Wooden SeatedStatue of Buddha in Beopinsa,Hamyang

Wooden Seated Statue of Buddha in Beopinsa, Hamyang


  • Location: Beopinsa (Temple), Geumcheon-ri, Anui -myeon, Hamyang-gun, Gyeongsangnam-do
  • Selection No.: National Treasure No. 1691
  • Era: Joseon Dynasty


The wooden seated statue of Buddha enshrined in the main building of the temple, Beopinsa, is the work of Yeonggyu and Joneung completed in 1657. Currently, the other Buddha statues sculpted by Yeonggyu is not found. However, Joneung is known to participate in Beop Yeong's works of the wooden seated statue of Buddha of Bul-myeong Sa in Ok Gu, Jeollabuk-do in 1640. And, in 1655, Joneung was in charge of the wooden seated statue of Buddha of Bongseosa in Jeonju, Jeollabuk-do (Jeollabuk-do Tangible Cultural Property No. 156).
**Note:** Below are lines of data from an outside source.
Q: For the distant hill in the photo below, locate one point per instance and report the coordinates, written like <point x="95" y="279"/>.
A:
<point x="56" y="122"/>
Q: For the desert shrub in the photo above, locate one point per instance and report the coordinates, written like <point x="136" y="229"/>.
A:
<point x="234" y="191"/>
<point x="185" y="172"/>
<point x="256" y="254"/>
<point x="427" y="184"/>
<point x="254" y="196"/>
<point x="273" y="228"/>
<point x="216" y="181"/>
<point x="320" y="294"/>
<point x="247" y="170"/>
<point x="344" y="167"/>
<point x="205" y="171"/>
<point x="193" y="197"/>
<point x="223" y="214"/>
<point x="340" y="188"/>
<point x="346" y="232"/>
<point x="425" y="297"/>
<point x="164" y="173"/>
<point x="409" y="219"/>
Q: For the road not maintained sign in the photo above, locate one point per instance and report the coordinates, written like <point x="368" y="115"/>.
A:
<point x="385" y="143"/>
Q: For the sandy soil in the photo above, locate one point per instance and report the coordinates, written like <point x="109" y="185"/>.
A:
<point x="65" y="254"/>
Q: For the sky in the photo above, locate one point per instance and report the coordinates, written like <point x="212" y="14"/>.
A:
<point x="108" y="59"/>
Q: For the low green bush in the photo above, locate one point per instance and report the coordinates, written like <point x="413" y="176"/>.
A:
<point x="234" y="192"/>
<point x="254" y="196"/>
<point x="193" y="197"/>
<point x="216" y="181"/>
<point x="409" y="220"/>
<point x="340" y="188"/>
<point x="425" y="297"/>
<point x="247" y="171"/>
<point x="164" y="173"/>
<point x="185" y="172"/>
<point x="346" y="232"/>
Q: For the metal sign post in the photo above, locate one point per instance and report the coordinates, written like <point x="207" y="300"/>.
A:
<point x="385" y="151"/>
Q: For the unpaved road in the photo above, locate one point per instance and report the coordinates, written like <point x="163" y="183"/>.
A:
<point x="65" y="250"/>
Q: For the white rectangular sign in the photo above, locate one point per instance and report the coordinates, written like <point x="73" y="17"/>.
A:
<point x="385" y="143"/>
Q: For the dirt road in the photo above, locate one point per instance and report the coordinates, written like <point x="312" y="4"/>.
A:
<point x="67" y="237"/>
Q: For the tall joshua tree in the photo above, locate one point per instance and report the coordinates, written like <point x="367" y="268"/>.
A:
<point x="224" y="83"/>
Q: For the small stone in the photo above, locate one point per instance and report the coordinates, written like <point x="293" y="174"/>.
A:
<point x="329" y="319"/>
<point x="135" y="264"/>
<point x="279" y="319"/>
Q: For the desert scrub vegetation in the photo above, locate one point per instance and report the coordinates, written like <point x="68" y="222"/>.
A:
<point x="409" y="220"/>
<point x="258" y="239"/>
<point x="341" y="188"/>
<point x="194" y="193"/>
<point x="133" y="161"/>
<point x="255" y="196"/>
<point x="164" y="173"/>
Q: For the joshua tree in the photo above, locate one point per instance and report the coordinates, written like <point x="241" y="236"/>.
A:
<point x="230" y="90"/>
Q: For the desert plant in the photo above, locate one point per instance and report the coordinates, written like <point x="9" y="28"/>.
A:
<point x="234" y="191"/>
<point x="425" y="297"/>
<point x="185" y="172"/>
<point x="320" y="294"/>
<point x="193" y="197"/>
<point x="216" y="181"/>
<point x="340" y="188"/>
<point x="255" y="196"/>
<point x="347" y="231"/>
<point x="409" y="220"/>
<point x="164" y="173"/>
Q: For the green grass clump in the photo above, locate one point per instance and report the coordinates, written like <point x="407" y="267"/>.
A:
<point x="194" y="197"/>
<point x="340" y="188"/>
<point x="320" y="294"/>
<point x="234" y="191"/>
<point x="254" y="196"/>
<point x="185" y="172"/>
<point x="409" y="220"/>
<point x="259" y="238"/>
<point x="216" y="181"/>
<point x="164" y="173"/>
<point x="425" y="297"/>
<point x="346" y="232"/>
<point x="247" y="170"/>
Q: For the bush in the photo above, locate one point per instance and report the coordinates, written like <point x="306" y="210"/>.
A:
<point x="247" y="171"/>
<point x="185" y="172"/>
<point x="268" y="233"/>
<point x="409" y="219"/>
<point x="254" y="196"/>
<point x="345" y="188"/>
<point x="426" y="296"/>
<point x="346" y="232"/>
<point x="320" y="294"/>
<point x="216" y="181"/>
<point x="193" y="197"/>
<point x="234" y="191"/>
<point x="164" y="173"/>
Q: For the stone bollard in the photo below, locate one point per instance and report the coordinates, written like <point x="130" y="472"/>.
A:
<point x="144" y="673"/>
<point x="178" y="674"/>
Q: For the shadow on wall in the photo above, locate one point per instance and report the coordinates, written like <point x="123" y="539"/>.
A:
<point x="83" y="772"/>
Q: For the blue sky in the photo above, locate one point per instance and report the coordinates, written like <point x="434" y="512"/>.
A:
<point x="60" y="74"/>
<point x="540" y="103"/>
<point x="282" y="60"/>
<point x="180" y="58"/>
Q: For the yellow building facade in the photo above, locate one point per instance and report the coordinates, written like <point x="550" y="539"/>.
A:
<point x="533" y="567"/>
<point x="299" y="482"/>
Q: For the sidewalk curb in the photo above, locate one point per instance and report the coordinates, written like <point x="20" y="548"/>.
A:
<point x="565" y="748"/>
The Wooden Seated Statue of Buddha of Beopinsa has the oval shaped face and wide and smooth shoulder lines. The highest of the crossed legs in seating position is low, but wide, completing the good overall proportion to provide stability to viewers. The hands make the typical Buddha look authentic. The left hand standing vertically and the right hand positioned horizontally with the back of the hand showing upward while both hands are making rings meeting the thumb and the middle finger.

The back of the right hand is up, while the hand is in position. The statue's forehead is a little narrow. Both of the eyes are half opened with them, the eyes are partially lifted, which gives somewhat of a sharp image of the statue. The eye brows are crescent moon shaped. And, the nose is sharp. The lips are long and narrow with lifted ends expressing a mild smile on the face. White hair is in between the brows. On the neck, the trails of three realizations are expressed.

The dress of Buddha is very well expressed to be the characteristic of the statue. From the center of the legs, the dress drapes are in waves of an unsymmetrical fan shape with differences between left and right parts on the knees. The narrow left sleeve comes down to the inner side of the left leg, yet not adhered to the body. Since the high level of perfection of the wooden seated statue of Buddha of Beop, the Sa was evaluated to have enough value to be subjected and preserved for the studies; the statue was selected to be a National Culture Property Monument.